Чтение последовательностей по Сэнгеру

Текстовое описание:

1.

Даны две последовательности: прямая и обратная. Открываем их с помощью двух сопоставленных одна под другой копий программы Chromas Lite. Выравниваем масштабы просмотра с помощью ползунков сбоку и сверху. Обратную последовательность с помощью Reverse+complement в меню Chromas'a переводим в перевёрнутую и комплементарную, чтобы сравнивать с прямой. Ищем в прямой последовательности место, начиная с которого качество чтения становится уверенно выше 10. В последовательности это позиция 28, G. Ищем find'ом строку из следующих 10-12 нуклеотидов (с 28-ого по 40-ой) в обратной последовательности - находим её начиная от 60 нуклеотида.

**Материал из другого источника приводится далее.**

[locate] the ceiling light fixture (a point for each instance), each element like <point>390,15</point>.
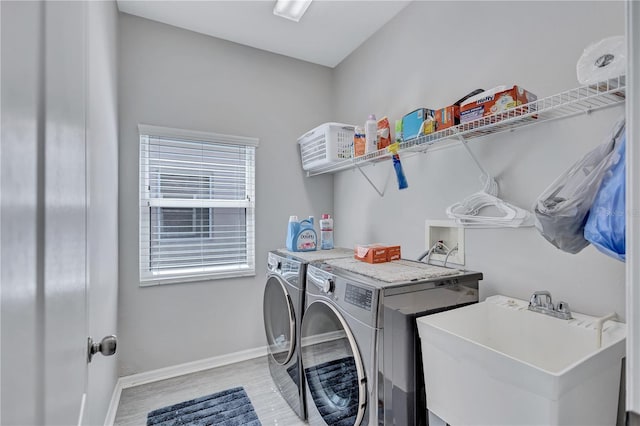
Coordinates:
<point>291,9</point>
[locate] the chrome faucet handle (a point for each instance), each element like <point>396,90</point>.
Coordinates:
<point>535,299</point>
<point>563,308</point>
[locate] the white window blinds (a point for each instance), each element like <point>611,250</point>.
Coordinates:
<point>196,205</point>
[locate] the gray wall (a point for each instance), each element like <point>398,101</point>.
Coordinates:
<point>102,213</point>
<point>176,78</point>
<point>431,54</point>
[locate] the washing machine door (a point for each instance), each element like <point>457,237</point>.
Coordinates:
<point>279,320</point>
<point>332,366</point>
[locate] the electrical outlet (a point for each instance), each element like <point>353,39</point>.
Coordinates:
<point>445,235</point>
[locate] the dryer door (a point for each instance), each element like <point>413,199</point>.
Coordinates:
<point>333,366</point>
<point>279,320</point>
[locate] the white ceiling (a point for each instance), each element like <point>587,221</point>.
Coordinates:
<point>326,34</point>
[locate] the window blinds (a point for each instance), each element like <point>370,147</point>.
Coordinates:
<point>197,195</point>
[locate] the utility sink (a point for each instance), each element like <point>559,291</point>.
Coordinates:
<point>497,363</point>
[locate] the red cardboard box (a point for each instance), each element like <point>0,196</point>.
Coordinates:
<point>393,253</point>
<point>447,117</point>
<point>377,253</point>
<point>495,103</point>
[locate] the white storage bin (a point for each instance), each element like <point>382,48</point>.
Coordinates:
<point>328,143</point>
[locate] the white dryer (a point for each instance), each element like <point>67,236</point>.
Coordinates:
<point>360,349</point>
<point>283,306</point>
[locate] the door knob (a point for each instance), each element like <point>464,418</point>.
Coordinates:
<point>106,347</point>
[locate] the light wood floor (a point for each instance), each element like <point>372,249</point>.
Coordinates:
<point>253,375</point>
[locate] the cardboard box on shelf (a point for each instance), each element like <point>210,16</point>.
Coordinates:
<point>494,103</point>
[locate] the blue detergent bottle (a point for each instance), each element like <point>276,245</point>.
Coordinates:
<point>300,235</point>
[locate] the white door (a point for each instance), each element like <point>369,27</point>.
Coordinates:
<point>43,199</point>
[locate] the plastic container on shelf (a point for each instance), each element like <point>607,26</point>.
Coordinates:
<point>326,144</point>
<point>326,232</point>
<point>371,134</point>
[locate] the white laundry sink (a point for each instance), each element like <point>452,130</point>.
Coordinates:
<point>497,363</point>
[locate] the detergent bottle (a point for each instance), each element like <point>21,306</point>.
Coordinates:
<point>300,235</point>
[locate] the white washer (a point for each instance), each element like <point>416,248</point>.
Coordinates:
<point>284,296</point>
<point>360,349</point>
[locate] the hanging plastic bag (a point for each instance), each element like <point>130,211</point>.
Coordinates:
<point>561,210</point>
<point>605,227</point>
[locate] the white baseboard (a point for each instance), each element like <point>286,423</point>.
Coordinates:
<point>113,404</point>
<point>175,371</point>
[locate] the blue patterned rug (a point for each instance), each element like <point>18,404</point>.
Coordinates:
<point>231,407</point>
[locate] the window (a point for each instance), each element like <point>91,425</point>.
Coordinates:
<point>196,205</point>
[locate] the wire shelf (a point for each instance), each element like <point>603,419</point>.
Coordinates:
<point>583,99</point>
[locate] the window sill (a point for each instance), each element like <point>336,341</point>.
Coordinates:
<point>161,279</point>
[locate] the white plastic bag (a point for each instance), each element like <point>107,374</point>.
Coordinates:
<point>561,210</point>
<point>602,60</point>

Смотрим на то, что перед 60-ым: прочитано с хорошим качеством, можно попытаться подтвердить то, что прочиталось с плохим качеством в прямой последовательности. 11 нуклеотидов до 28ого в прямой совпадают с предшествующими 60-му в обратной, значит, были определены верно, несмотря на качество прочтения ниже 10. Основания с 0 по 16 в прямой последовательности и с 0 по 48 в обратной (нумерация - по перевёрнутой комплементарной) придётся отбросить.

Теперь приступаем к поиску сомнительных нуклеотидов и доопределению их, исходя из следующих соображений:

  1. если в последовательностях на одинаковых позициях нуклеотиды различаются, стави тот, который определён с лучшим качеством, если соседи при этом совпадают
  2. отслеживаем возможности вставки/удаления нуклеотида: будет очевиден сдвиг соседних нуклеотидов и, как следствие, смещение "выравнивания".

Например, в 11ой F (далее прямая последовательность обозначается F, обратная - R) позиции прямой нуклеотид не определён. В R стоит G с качеством 53. Заменяем N в F на G. В позициях 213 и 214 R плохое соотношение сигнал/шум, однако в F нуклеотиды определены с хорошим качеством. Далее в R с 247 по 257-ую позиции наблюдается "пятно краски", F, опять же, прочтена уверенно. По ней, сверяясь с пиками хроматограммы R, восстанавливаем неопределённые нуклеотиды и вставляем в разрыв на 256-ую позицию нуклеотид G.

После 276ого качество прочтения в R начинает падать, но остаётся приемлемым для прочтения до 308-ого нуклеотида. Далее до 321 позиции можно идентифицировать нуклеотид, масштабируя уровень хроматограммы и удаляя нуклеотиды там, где их нет по сигналу, а тем, где они есть, но не определены, комбинировать данные сигнала и F. После 321ой позиции R становится нечитаемой: ширины нуклеотидов начинают колебаться в значительных пределах, а пики сигнала выполаживаются, мешая интерпретации данных даже при наличии F для сравнения. Восстанавливаем начало, отброшенное для удобства редактирования, в R вручную (качество сигнала там хорошее). Сверяемся с исходной последовательностью (до удаления её начала при сопоставлении с F):

Итоговая длина обратной последовательности составила 369 нуклеотидов.
F интерпретируется по сигналу довольно уверенно вплоть до 363-ей позиции, где по зелёному пику был добавлен ещё один нуклеотид A в конце. Итоговая длина прямой последовательности - 363 нуклеотида.

Выравнивание в JalView вручную:
начало:
конец:
файл с выравниванием

2.

Для примера нечитаемой хроматограммы взят этот файл. Начало

и конец хроматограммы не читаются из-за выположенных пиков сигнала хроматографа, выделить из них соответствие нуклеотиду невозможно. Середина хроматограммы, хотя и содержит чёткие пики, имеет множество посторонних сигналов от примесей (линии ниже основного сигнала), в результате вероятность ошибки в интерпретации сильно возрастает.

Возможная причина - плохая подготовка препарата ДНК.